Travel, experience, conserve with
Walks Worldwide Jump to main menu

Walking in the High Tatras in Slovakia & Poland

Alan Dixon, a client of Walks Worldwide, headed on a walking adventure in the High Tatras Mountains. We asked him to share his experiences of walking in this mountainous region…

In July and August, Ray, Glenys and I did some walking in the High Tatras, in northern Slovakia and southern Poland. We also did some short walks in the Pieniny and Beskidy Ranges.

The High Tatras are the highest part of the long Carpathian Range, with peaks up to 2,650m. There are generally coniferous forests up to the tree line, with alpine vegetation above it, then rocky peaks.

Also, there are quite a few beautiful alpine lakes. Basically, the Tatras are like the European Alps, but are not as high. They are protected by national parks on both the Slovak and Polish sides of the border.

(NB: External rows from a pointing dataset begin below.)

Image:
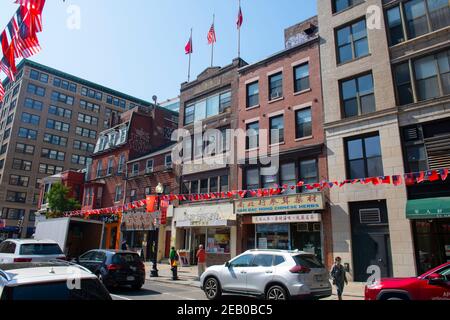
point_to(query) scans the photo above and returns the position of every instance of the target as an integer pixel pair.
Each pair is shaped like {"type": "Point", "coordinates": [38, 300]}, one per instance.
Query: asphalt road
{"type": "Point", "coordinates": [153, 290]}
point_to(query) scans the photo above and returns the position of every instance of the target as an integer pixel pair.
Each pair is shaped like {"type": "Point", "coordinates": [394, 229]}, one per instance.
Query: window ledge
{"type": "Point", "coordinates": [353, 60]}
{"type": "Point", "coordinates": [276, 100]}
{"type": "Point", "coordinates": [304, 138]}
{"type": "Point", "coordinates": [303, 91]}
{"type": "Point", "coordinates": [253, 107]}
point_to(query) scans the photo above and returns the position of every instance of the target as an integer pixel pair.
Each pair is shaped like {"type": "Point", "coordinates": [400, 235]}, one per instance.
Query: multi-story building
{"type": "Point", "coordinates": [49, 122]}
{"type": "Point", "coordinates": [208, 112]}
{"type": "Point", "coordinates": [280, 98]}
{"type": "Point", "coordinates": [385, 84]}
{"type": "Point", "coordinates": [135, 134]}
{"type": "Point", "coordinates": [144, 176]}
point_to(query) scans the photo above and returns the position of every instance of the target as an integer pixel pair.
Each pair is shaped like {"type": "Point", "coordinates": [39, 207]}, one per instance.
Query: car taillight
{"type": "Point", "coordinates": [300, 269]}
{"type": "Point", "coordinates": [113, 267]}
{"type": "Point", "coordinates": [22, 260]}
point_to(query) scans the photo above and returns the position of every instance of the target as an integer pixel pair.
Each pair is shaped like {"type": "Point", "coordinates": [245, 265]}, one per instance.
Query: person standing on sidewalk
{"type": "Point", "coordinates": [201, 260]}
{"type": "Point", "coordinates": [173, 257]}
{"type": "Point", "coordinates": [338, 274]}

There is an excellent well-signposted system of walking tracks, and there are plenty of hostels where you can spend the night, and where dinner and breakfast are served.

On the tracks there were plenty of other people – walking in Europe is not a wilderness experience. We met hardly any people from English-speaking countries, and most of the other walkers were Slovaks, Poles and Czechs. Of course these people live near the Tatras, but I think that they probably prefer them to the Alps because, in the Alps, they would have to pay Western European prices from Eastern European salaries.

I did not attempt to organise our accommodation myself, because there could easily have been mis-understandings with managers who did not speak English very well, and because it would not have been worth the effort anyway. Instead, I got Walks Worldwide, an English company, to organise our trip. They organised our accommodation and any transport needed within the trip. They also gave us maps with the routes of our walks marked on them. They also gave us route notes, but warned us that these notes might be a bit unreliable because they had been written by Slovaks and Poles, and then translated into English by people who did not speak the language very well. Actually the notes were reasonably good, if somewhat quirky at times, and the maps were so good and the tracks were so well sign-posted that navigation was easy. Also, the accommodation and transport arranged by the company were excellent.

Before the trip I learned a few expressions, such as good day, please and thank you in Slovak and Polish. I also learned how to pronounce place names to some extent – this is reasonably easy in Slovak but more difficult in Polish.

Getting about was not difficult, as you can generally find someone who can speak English, although not as easily as in Western Europe. Young people have been leaning it in school since the end of Russian domination in 1989, and now have varying amounts of ability. Middle-aged and old people generally speak just enough to do their job, such as take your order in a restaurant or sell you a train ticket, but they often speak none at all. Of course a few people of all ages speak it fluently.